A red-winged blackbird perches on a tallgrass shaft. A pair of golden larks hurtle and tumble after each other.
He was a science major at Chadron State. He taught for a while, but grew bored. Felt like he was babysitting. His first wife died when he was 22, leaving him with a 2-year-old son. He’s seen tough times.
His eyes are deep-set, his voice soft but strong just the same. When he was a kid, he stuttered. You wouldn’t know it to hear him now.
He carries a lifeline on his hip. He went to the Mayo Clinic in the spring of 2007. He was on the list for a heart transplant. Then he was rejected.
“My mother was the problem,” he says. “She didn’t build my heart right. I had a three-chambered heart. The septum between the upper chambers is gone. Hanging there in rags. In four years my heart went from normal down to barely functional.”
Now he’s got a heart pump for a permanent companion. HeartMate, same one Dick Cheney uses.
“It’s getting to be a part of me,” he says. “This is my destination. I’m running on two 14-volt batteries. Three years now it’s never missed a beat.”
A jackrabbit bounds along the reservation road. A memory surfaces. When he was a boy in Niobrara River country, he shot a lot of jackrabbits.
“In the evenings we’d take our spotlights out and our .22s and hunt jackrabbits,” he says. “The mink farms up in South Dakota would buy all the rabbits we could shoot to feed their mink. We shipped out three van loads of rabbits in one week. Rabbits here were awfully thick.”
He says Cody was some kind of town, once upon a time. The dance hall still sits on the edge of town, white and quiet as a church. It wasn’t always that way.
“They used to have what they called the White Elephant dance here once a year,” he says. “And it was wide-open here in Cody. That dance hall over there was full of gambling and drinking and fighting.
“When I was in grade school I remember going to the White Elephant dance, and the only way I could get in was get on my hands and knees and crawl through the crowd. It was crowded. We had people here from Chicago coming out. It was advertised in the Chicago papers.”
He swings the truck around and heads back to town. We drive by the white sentinel of sobriety on the hill, Hunts Chapel United Methodist Church. Rex rides in the back. We don’t wear seat belts.
“There used to be two lumber yards here, two grocery stores, a newspaper,” he says. “It changes, but it doesn’t really change. I wouldn’t live anywhere else. It’s peaceful.”
A doe bounds across Chestnut Street. During Prohibition, they say you could get a drink just about anywhere here, anywhere but that old Methodist Church.
“We tore down an old building for scrap and we found a bunch of still parts down in the basement,” he says. “One of the older guys in town said that building at one time was a bar.
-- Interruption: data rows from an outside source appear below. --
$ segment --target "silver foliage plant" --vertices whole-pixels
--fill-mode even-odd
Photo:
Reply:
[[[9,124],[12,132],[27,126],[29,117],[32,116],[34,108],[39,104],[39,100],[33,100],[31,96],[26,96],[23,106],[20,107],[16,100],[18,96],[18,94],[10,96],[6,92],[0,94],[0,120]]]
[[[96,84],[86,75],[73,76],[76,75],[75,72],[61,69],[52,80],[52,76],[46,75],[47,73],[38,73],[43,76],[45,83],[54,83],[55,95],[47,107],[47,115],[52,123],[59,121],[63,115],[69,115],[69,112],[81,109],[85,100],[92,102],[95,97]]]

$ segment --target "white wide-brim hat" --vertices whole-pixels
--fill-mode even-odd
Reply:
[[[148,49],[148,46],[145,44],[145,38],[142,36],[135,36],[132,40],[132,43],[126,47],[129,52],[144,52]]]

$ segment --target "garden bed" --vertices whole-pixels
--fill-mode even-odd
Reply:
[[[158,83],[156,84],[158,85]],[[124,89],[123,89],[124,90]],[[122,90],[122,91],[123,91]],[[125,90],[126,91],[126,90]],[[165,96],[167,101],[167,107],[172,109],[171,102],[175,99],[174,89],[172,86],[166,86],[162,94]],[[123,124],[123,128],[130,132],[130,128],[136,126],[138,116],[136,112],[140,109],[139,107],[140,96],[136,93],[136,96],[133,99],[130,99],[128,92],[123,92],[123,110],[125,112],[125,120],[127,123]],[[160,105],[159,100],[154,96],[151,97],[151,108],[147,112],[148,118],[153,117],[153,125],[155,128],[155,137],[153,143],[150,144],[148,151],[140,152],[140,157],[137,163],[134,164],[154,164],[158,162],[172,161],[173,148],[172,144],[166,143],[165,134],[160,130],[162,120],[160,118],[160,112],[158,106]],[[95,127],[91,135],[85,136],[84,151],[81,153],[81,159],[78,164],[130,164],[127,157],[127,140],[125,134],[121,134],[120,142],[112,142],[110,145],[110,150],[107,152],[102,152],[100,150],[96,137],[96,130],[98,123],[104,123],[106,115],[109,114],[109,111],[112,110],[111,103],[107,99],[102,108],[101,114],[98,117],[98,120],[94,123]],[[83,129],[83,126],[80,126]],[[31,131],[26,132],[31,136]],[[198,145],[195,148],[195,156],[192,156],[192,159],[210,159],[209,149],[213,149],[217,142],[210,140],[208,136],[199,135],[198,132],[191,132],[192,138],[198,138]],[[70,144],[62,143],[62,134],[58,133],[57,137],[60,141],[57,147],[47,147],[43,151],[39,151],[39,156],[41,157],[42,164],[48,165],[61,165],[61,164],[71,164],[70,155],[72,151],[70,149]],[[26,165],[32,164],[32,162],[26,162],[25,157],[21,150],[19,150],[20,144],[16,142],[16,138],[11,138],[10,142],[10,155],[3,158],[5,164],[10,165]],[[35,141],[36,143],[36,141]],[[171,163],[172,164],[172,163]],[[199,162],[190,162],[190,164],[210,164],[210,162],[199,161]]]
He said they used to sell bootleg liquor out the back of this bar. They had a trap door out the side of the building. We stripped the inside walls out and we found the trap door. He was right. Someone would put a bottle in there and the money, and then come back an hour later it’d be full. They used to have a couple trainloads of sugar come in here every week. All for hooch. We had some pretty good whiskey makers here.”
We drive past the old hardware store, the grocery store, the old fire hall, the old library. Not much here is not old.
He pulls into the park. I am flush with the magic of the road. I shake his hand and thank him profusely. He calls me “young man.”
I wish. I love you, Ron Schneider, even though you set me up.
You surprised me in the gloaming, when you knew I would find it impossible not to fall for the Sandhills.
When he was a young man, he liked to fly his plane above these hills at dusk, admiring the way the bluegrass absorbs the ebbing day and illuminates the landscape with spectral shadows.
Winsome, that’s a good word for Ron Schneider’s Sandhills.